Jump down the rabbit hole with Little Bang
Before we leap into the what and how of Little Bang’s recently released experimental barrel-aged beer Rabbit Hole #2, a note: This is the most expensive beer the brewery has ever produced, and it was certainly not intended for release at such an unfortunate time in Australia’s economic history.
“What timing. We’ve been working on this one for 18 months,” Little Bang co-founder Ryan Davidson tells CityMag.
“Honestly, the brew team said, ‘Look, shit timing hey, this thing is on point now, we need to package it now.’
“So you’re saying we should produce our most expensive beer ever this week?” Ryan continues, wincing at his own recollection. “Cool. Let’s see what happens.”
Rabbit Hole #2 is the second edition in Little Bang Brewing’s experimental barrel-aged beer series, and was met with an initial burst of interest on its release, which calmed Ryan’s nerves ever so slightly by the time of our interview.

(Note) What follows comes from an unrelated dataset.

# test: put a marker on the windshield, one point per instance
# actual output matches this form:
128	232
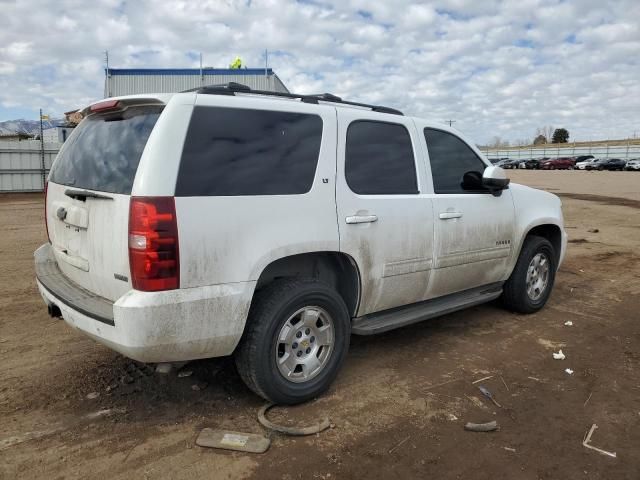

The series is based on a long-held homebrewing tradition of keeping brews aside that are either temperamental or have not come out to specification and storing them. With some time spent alone, the thinking goes, something interesting is bound to happen.
Little Bang’s name for the series, ‘Rabbit Hole’, comes from the infinite possibilities a barrelling program presents to brewers – particularly those who place great value on creativity.
Rabbit Hole #1, which was released November last year, took a Little Bang saison and aged it inside a Prohibition gin barrel, which, before being filled with gin, was a shiraz barrel.
“We thought, Alright, we’ve got a shiraz barrel that’s had gin, and then we put a saison in the gin barrel, but then we’re going to give that barrel back to Prohibition, they’ll put something else in that saison barrel. Can we then get it back off them and put something else in it?” Ryan recalls.
“We imagined all the different directions we could go, we looked at all the barrels we had, the stuff that we had, and that’s where the name came from – you start going down the rabbit hole.”
This second edition is remarkably different from the first; Rabbit Hole #2 is a blend of three Belgian-style sour beers, each aged in three different barrels, then blended together.
A Flanders red ale was aged in a grenache barrel; a gold lambic, brewed with cherries (also known as a kreik lambic), was aged in a chardonnay barrel; and an oud bruin, also brewed with cherries, was aged in a cabernet sauvignon barrel.
The result is a beer that is deep red in colour, is incredibly bright and fruit-forward and has and upfront but not overblown tart tanginess. It sits at 6.5% ABV but does not hit heavy on the palate.
Many of Little Bang’s sour releases – and there have been many – bring on visceral nostalgia of sipping soft drinks in high school courtyards during the days of our youth – like a grown-up Solo or Fanta.
Rabbit Hole #2 sits closer to the experience of finding something new amid the natural wine movement, but without the risk of encountering some unwieldy funk.
“This is off the chain,” Ryan says.
“I’m hesitant to even say it, but I do enjoy this as much as I do those titans of brewing history who are the inspiration and that peak that we all aspire to.
“It’s rich and it’s meaty. There’s a rich, plummy fruitiness to it, but it’s also got this savoury element and almost a bloodiness to it. The depth – you can’t crush a tinnie of this. It demands a wine glass and a half hour.”
Rabbit Hole #2 is available now via Little Bang’s online store, as well as pick-up at the brewery.